I don’t know about President Van Buren, for whom the western Arkansas city is named, but there is little boring about this comfortable, welcoming and historic neighbour of Fort Smith. After a classic French dip lunch at Ed Walker’s, in FS,
I made the short drive to Old Van Buren, and its Train Station Visitor Center.
The premier collection in this small museum is of fine crystal glass.
On July 21, 1985, Van Buren grabbed the attention of the world at large. Let the National Transportation Safety Board tell the story:
“About 7:51 p.m. on June 21, 1985 a privately-owned, 70,000-pounnd tractor-semitrailer operating in interstate commerce under a trip-lease agreement with C. Maxwell Trucking Company, Inc., lost control while descending a steep 3,439-foot-grade on southbound State Route 59 in downtown Van Buren, Arkansas. The truck collided with the rear of, and overrode, a station wagon which was stopped at the bottom of the hill. The truck and the station wagon continued 84 feet forward, across an intersection, up a curb, and through a guardrail. They then traveled another 22 feet and struck two commercial buildings. A fire ensued and engulfed both vehicles and three buildings. Both occupants in the truck and the seven occupants in the station wagon were fatally injured.

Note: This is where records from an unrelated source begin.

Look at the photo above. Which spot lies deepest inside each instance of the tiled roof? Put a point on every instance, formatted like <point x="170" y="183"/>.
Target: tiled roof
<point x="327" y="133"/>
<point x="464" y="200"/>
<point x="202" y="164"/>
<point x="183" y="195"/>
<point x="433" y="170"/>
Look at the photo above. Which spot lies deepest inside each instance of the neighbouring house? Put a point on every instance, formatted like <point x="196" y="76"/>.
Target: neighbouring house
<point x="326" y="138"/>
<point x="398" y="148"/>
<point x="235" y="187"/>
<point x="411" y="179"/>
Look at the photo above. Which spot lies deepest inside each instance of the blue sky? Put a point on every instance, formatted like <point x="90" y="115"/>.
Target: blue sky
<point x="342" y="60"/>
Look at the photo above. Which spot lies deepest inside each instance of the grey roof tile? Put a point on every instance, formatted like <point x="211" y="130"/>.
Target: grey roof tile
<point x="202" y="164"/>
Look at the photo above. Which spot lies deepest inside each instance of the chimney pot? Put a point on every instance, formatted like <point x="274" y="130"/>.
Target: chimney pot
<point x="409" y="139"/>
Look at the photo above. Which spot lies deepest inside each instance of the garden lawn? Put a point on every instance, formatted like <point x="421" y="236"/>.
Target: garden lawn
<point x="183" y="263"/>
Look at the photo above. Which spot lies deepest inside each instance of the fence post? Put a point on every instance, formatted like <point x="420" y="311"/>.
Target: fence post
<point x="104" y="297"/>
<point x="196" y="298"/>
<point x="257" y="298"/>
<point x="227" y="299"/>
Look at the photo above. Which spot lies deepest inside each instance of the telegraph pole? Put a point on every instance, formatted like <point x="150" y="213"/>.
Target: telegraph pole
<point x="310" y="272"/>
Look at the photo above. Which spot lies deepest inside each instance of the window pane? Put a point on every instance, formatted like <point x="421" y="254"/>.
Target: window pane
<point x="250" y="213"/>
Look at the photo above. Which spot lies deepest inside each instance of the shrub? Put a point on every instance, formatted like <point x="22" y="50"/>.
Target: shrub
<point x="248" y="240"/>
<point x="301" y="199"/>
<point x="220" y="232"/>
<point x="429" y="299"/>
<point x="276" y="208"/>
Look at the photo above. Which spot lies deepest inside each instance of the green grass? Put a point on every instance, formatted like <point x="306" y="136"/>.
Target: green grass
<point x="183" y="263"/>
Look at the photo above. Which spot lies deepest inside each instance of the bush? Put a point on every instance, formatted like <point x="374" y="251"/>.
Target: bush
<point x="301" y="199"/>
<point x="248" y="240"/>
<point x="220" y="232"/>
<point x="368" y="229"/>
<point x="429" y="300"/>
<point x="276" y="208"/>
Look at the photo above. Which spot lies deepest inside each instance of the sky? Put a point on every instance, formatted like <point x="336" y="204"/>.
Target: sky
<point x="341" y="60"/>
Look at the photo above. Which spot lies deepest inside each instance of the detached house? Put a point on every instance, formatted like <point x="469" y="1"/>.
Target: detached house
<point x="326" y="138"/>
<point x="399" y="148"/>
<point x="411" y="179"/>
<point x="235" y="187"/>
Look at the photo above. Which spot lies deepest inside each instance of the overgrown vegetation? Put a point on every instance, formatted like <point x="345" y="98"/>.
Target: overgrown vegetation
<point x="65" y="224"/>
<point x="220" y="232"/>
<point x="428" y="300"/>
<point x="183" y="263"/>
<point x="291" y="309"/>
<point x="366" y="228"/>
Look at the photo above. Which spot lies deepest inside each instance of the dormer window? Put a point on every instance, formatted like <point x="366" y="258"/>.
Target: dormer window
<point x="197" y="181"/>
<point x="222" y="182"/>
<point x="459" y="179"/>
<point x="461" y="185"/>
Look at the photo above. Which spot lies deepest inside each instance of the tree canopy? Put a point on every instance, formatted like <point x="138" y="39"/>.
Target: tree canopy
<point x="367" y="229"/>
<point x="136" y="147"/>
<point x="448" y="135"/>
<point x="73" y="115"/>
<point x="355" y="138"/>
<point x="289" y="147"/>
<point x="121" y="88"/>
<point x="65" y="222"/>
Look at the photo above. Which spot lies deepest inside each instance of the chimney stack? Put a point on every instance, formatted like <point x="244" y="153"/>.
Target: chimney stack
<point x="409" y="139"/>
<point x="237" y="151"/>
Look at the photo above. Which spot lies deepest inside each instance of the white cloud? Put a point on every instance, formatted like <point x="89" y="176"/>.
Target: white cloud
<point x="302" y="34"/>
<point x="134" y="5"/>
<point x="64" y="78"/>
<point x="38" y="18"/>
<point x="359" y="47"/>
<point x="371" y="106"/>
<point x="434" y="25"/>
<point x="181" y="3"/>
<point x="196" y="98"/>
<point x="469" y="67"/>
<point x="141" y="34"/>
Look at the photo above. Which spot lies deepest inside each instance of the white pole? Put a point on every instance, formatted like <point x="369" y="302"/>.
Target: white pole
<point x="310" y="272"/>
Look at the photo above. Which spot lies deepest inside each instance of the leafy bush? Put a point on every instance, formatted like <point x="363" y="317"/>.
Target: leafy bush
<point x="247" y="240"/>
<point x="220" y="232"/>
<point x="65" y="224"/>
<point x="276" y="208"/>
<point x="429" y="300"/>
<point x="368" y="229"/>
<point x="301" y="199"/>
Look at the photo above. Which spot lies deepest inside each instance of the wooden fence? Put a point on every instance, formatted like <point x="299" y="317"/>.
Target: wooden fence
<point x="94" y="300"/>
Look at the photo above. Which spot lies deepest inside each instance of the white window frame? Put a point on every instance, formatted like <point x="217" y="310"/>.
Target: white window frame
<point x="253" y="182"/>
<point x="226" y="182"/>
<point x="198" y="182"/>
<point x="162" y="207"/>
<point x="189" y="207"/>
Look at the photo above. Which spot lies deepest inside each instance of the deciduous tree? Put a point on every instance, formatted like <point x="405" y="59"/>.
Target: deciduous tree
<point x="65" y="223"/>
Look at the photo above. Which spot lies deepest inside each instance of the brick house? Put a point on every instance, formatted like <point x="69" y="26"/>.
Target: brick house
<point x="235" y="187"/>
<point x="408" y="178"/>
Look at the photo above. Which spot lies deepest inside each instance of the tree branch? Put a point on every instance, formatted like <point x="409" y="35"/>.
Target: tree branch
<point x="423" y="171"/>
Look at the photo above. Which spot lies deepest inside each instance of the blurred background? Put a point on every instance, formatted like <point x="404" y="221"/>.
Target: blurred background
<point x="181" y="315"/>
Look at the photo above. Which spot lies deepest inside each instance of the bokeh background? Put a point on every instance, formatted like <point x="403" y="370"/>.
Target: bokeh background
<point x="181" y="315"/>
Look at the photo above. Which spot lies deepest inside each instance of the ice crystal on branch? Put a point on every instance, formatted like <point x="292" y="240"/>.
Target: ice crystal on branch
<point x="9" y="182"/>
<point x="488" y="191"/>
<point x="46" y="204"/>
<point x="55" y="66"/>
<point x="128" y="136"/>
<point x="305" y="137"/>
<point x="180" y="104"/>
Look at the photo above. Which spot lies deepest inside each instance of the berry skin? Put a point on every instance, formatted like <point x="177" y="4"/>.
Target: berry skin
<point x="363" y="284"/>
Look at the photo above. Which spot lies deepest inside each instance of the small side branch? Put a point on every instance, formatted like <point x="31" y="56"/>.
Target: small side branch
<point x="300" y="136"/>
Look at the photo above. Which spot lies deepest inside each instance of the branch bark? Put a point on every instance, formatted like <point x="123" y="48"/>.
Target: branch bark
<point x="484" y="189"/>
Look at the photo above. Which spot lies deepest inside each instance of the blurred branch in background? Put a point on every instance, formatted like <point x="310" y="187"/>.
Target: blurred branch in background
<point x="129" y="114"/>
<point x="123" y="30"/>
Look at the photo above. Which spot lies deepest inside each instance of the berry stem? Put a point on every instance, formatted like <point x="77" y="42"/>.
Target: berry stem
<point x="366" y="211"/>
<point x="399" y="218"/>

The National Transportation Safety Board determines that the probable cause of this accident was the failure of the truckdriver to comply with regulatory signs and to properly use limited service brakes and transmission for speed control purposes, which permitted the tractor-semitrailer to accelerate to a high speed while descending the steep grade on State Route 59. Contributing to the accident were the improper adjustment of the vehicle’s service brakes due to inadequate vehicle maintenance; the truckdriver’s lack of experience, maturity, and training required for interstate truckdrivers; and the absence of an adequate surveillance and enforcement program for the trucking system. ”
The community remembered the fallen, and moved on, while preserving the best of its past.
It goes back to the old, one-room Pike School.
It was sweet to cap this visit with a sweet, cool latte at Coffee and a Good Book.